The arts festival is one of the later events of the summer, providing a slightly extended timeline for discussions about holding the 2020 event. It will almost certainly be a closely watched decision, though, given the arts festival’s standing as one of the city’s top special events. The arts festival in 2019 generated an economic impact of nearly $26.4 million, a jump of 13.1% from the previous year. The spending included lodging, meals, the sale of artworks at the event, entertainment and other unspecified purchases.

The arts festival, it appears, would be an important event for the community if it is held, regardless of whether the dates are in the summer or in the fall.
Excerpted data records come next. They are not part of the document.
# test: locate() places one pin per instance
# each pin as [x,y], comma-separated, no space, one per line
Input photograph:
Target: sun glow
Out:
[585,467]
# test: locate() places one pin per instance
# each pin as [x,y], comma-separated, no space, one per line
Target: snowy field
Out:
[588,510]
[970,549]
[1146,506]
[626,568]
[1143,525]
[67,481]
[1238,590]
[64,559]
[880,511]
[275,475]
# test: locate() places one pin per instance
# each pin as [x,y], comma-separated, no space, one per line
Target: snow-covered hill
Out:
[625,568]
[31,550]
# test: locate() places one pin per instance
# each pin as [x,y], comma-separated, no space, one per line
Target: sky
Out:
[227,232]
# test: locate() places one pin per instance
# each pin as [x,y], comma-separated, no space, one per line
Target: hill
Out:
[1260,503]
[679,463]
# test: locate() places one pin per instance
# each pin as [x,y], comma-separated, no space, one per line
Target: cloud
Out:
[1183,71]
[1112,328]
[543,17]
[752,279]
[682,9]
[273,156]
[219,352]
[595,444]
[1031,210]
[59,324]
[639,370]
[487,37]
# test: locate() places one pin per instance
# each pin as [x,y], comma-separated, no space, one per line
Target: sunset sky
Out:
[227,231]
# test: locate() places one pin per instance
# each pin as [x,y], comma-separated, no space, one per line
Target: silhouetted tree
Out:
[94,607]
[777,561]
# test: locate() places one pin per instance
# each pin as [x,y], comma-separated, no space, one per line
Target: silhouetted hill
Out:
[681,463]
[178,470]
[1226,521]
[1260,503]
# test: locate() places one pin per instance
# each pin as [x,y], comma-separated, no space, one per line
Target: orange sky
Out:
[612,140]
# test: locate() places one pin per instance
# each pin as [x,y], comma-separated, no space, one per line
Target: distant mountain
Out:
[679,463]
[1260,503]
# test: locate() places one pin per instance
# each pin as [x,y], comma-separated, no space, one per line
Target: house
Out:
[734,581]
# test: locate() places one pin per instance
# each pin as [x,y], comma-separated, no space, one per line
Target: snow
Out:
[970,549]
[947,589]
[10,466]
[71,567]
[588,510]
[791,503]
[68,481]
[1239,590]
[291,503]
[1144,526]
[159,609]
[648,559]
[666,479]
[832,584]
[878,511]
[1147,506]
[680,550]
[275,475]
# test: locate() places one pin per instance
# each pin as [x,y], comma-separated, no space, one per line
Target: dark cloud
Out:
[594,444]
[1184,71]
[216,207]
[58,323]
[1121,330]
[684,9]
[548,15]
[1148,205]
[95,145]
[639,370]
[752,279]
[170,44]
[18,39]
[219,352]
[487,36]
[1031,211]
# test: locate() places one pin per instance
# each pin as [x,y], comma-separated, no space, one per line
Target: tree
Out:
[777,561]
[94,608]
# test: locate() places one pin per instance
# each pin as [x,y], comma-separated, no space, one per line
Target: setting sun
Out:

There have been high-profile cancellations of summertime events in recent weeks as organizers weigh the concerns about the novel coronavirus. The Tour of Utah bicycling race, which was scheduled to reach Park City and surrounding Summit County in August as the bicyclists pedaled toward a finish line on Main Street, was canceled in early April. The Park Silly Sunday Market, held on Sundays in the summer and fall, was canceled this week.

Some of the other major events that remain on the calendar include the Independence Day celebrations in July and large youth baseball and softball tournaments later that month. There are also numerous concerts and smaller events slated for the summer.

Business during the summer-tourism season trails the ski season by a wide margin, but the numbers have increased over time to make the warm-weather months a gainful stretch for the community.